I started to retreat the way I had come, but the saltbush snagged again on my skirt, and I cursed under my breath, fighting to free my skirt with one hand, shifting my hold on the bottle of wine that I still carried.

In the darkness, his fingers were the bleached white of bone as he reached out to take over the task of freeing my lace from the bush that sought to tear it. They were long and thin, the knuckles distinctly larger, and their movement ascetically elegant. As he leaned over me, the dark silk on his hair fell forward and against its curtain, his profile was revealed by the moonlight as strong sharp bones, hollows of cheekbone, and feathers of shadowy eyelash against the white of skin.

The scent of dragon’s blood incense, clove, orange, and patchouli clung to his clothing and hair. His position meant that his cheek almost brushed against mine and I wondered if it would be hard, cool, and smooth as bone, or soft and warm as flesh. I turned my face into his instinctively, my lips almost brushing against his skin.

“Thank you,” I was breathless as he freed me from my entanglement.

“It is my pleasure,” his eyes picked up the distant firelight, the warm red glow dancing in the pupils. When he spoke it was hushed, somewhere between a murmur and a whisper, an intimate sound that had me leaning in closer to him to capture every syllable that left his lips. His voice was deep, slightly hoarse, and soothing. A voice that would comfort the sick and dying or settle a restless child into sleep.

“I’m…” My brain failed me, the words scattering like rain into water and my heart beat a rapid staccato against my ribs. “I am Elenyx, but everyone just calls me Nyx.”

“Elenyx,” he tasted my name with relish. “I am Ender.”

“Ender,” I repeated, enchanted. It was a foreign name, not one commonly used in the region. “Are you from…?”

“I am not from around here,” he confirmed my suspicion that he attended the academy. There was no other reason a young man would be in town and attending the bonfire. “May I?” His fingers wrapped around mine on the bottle I held, and he guided it up to his lips so that I fed him the wine. His tongue flickered over his bottom lip, capturing the last drops.
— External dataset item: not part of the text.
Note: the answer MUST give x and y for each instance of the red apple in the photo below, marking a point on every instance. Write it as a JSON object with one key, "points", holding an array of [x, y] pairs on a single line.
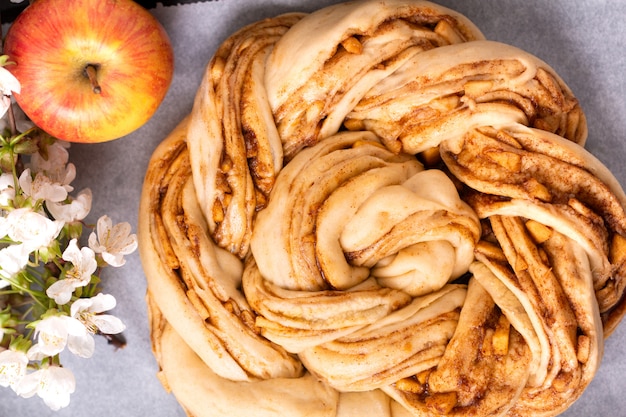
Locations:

“What are you doing out in the dark?” I asked him. “Hiding?”

“I am not hiding. I am merely watching from afar.”

“Watching what?” I turned to look back at the beach. The flickering flames cast those that gathered around it into silhouette. I looked back up at him and found him looking down at me. A flush of heat rose up my chest to my cheeks. “You’re not missing anything,” I told him.

His lips curled gently in answer.

“Do I…” I hesitated. The sense of knowing him was so strong however that the question was irresistible. “Do I know you?” Was it a trick of shifting shadow that as our eyes met, his skin seemed almost translucent, the skull beneath revealed, and his eyes glowed with inner fire?